Patient safety incidents (PSIs) in primary care are perceived as a relatively lower-risk endeavor, but about 4–7% of the errors have the potential to cause serious harm, either in the short or long term. Most of them are preventable. In secondary care settings, targeted strategies have been implemented and reported but in primary care we have limited data and the World Health Organization has noted the pressing need to study and address patient safety in this setting.

As Dr. De Wet pointed out, improving patient safety in general practice requires “action on at least three fronts: greater evidence-based knowledge of patient safety, time and space to conduct the required, appropriate reflection and a strong safety culture within practices, characterised by excellent leadership, effective communication, and team members who support each other and learn together” [14].

The importance of “human factors” and the complexity of doctor–patient interactions in primary care can influence any health system and need to be investigated to better understanding their role in causing patient safety incidents.

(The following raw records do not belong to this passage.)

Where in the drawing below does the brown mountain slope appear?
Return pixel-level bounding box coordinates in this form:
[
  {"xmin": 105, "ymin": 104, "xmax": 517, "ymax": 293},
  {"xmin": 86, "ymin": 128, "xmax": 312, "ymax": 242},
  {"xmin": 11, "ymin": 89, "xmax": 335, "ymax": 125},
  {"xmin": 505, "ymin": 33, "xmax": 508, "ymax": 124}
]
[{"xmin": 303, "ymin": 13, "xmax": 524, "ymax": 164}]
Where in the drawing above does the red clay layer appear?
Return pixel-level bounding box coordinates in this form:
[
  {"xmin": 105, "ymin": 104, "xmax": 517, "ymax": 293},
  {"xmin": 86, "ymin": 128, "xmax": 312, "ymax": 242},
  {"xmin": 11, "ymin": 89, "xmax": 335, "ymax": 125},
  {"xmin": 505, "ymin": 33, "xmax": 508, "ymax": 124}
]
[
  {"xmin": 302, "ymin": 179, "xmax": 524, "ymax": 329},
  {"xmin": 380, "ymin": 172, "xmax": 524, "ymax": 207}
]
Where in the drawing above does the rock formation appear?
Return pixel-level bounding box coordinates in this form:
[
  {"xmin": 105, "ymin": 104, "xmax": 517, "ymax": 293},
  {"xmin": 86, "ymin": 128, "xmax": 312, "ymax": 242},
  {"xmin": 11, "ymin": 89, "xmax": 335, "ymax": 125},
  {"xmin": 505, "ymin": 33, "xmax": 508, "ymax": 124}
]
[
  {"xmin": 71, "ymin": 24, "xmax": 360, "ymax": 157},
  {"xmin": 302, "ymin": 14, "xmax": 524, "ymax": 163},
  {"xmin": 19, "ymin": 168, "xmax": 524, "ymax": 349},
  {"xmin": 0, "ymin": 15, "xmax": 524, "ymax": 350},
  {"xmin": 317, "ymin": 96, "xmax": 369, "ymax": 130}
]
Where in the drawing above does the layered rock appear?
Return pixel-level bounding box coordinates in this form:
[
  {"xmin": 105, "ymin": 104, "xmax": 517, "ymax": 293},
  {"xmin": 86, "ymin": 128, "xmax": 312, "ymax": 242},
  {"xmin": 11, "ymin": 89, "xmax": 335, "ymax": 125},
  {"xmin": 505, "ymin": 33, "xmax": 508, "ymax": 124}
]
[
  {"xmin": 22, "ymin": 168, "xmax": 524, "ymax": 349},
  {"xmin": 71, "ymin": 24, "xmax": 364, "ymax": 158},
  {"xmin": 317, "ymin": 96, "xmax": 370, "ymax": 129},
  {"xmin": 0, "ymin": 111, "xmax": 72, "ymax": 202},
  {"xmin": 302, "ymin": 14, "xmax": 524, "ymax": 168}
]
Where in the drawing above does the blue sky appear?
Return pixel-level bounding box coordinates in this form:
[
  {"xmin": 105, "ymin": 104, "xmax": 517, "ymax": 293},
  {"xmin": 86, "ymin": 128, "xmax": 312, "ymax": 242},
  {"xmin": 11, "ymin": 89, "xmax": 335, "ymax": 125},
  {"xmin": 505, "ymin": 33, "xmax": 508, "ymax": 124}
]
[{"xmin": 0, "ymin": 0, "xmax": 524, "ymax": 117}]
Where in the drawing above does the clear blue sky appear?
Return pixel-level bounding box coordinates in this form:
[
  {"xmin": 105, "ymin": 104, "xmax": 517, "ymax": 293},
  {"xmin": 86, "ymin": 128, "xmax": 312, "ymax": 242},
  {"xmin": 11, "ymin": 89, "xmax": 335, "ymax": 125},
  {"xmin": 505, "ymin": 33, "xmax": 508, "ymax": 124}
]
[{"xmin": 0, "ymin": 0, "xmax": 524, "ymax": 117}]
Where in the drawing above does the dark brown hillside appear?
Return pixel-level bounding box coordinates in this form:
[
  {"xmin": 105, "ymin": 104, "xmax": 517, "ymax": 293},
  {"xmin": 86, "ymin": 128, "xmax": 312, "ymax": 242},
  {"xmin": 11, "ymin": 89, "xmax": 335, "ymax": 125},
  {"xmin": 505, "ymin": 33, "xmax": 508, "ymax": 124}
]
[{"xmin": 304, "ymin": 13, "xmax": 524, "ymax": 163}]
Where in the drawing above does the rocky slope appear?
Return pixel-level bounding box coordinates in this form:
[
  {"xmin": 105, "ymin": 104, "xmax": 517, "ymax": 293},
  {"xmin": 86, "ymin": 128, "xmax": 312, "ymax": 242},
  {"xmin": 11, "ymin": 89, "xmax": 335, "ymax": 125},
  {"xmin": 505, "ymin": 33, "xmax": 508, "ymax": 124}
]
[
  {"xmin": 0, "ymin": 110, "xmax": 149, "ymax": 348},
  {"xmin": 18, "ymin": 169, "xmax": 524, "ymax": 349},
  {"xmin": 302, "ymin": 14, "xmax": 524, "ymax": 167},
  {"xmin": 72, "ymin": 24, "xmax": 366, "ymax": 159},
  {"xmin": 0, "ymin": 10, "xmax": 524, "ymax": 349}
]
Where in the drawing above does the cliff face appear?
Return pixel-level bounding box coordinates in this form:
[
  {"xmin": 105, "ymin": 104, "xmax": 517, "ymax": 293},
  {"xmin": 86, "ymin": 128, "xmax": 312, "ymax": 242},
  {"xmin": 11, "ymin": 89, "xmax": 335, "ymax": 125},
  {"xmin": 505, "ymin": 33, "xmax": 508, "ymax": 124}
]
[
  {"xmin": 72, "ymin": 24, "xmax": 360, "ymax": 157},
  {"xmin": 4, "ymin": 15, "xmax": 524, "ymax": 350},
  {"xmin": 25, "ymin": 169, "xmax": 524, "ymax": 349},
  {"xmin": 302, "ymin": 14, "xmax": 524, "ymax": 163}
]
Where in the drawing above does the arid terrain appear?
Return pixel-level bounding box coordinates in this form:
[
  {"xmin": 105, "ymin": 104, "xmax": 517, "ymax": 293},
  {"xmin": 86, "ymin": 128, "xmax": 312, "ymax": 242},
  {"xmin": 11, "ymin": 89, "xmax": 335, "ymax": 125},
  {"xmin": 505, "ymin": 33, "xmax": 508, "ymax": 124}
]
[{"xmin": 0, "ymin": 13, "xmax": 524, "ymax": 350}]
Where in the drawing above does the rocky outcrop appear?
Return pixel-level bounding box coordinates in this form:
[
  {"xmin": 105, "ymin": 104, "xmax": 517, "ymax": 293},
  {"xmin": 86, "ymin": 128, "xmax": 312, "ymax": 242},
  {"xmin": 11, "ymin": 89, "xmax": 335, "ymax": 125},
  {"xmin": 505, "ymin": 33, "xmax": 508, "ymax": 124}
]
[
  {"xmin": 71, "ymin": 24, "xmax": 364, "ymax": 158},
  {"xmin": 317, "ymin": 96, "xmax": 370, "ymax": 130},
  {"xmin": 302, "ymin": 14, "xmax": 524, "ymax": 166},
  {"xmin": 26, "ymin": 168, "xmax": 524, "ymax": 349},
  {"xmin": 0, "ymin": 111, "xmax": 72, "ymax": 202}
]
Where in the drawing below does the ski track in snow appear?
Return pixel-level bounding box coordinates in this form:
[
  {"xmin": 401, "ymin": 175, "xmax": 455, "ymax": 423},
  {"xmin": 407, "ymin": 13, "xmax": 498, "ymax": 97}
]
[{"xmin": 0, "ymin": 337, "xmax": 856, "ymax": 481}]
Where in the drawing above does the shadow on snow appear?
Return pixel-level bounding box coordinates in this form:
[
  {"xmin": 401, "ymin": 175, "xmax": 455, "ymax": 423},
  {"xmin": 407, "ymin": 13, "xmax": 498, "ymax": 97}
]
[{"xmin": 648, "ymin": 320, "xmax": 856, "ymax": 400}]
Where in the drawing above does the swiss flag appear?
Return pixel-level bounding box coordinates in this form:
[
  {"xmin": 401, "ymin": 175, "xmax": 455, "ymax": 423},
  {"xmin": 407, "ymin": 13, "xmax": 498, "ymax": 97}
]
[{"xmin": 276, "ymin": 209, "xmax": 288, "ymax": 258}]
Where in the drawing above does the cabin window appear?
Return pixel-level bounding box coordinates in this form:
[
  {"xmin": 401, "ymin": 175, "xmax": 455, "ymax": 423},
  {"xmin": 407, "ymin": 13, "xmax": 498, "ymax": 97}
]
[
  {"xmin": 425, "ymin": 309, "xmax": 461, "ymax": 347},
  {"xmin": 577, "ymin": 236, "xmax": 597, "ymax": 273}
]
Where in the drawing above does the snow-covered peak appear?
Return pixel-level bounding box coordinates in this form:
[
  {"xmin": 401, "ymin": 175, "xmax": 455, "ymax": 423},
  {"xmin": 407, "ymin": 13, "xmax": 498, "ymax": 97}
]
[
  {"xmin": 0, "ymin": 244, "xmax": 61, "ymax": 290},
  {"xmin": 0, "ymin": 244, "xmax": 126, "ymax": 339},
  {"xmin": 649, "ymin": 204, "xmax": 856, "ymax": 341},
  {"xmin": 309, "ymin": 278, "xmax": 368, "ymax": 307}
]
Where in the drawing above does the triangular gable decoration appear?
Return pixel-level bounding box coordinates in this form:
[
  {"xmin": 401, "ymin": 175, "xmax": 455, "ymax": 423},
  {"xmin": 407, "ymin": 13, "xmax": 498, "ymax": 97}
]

To reduce harm and improve patient safety is essential to overcome the diversity in the reported frequency and nature of errors and to develop an understanding of both the causation and prevention of error in primary care. Actually, we have an opportunistic incident reporting rather than a systematic and proactive approach and we need a more specific intervention in the definition of “error” in primary care, a common rate for severity and preventability and in collecting data.

In 2019, González-Formoso shows that education is a key pillar of quality improvement and is considered the most important factor in improving patient safety, especially in primary care where the effectiveness of the educational intervention given to residents and their tutors in family medicine teaching units was measured by the number of events reported [18]. Training in patient safety improves knowledge and the process of care. The effectiveness of specific interventions to reliably reduce harm in general practice remains unknown. Further studies are needed to examine whether and how the professionals participating in the educational intervention have modified their behavior with respect to patient safety and whether patients’ outcomes did improve.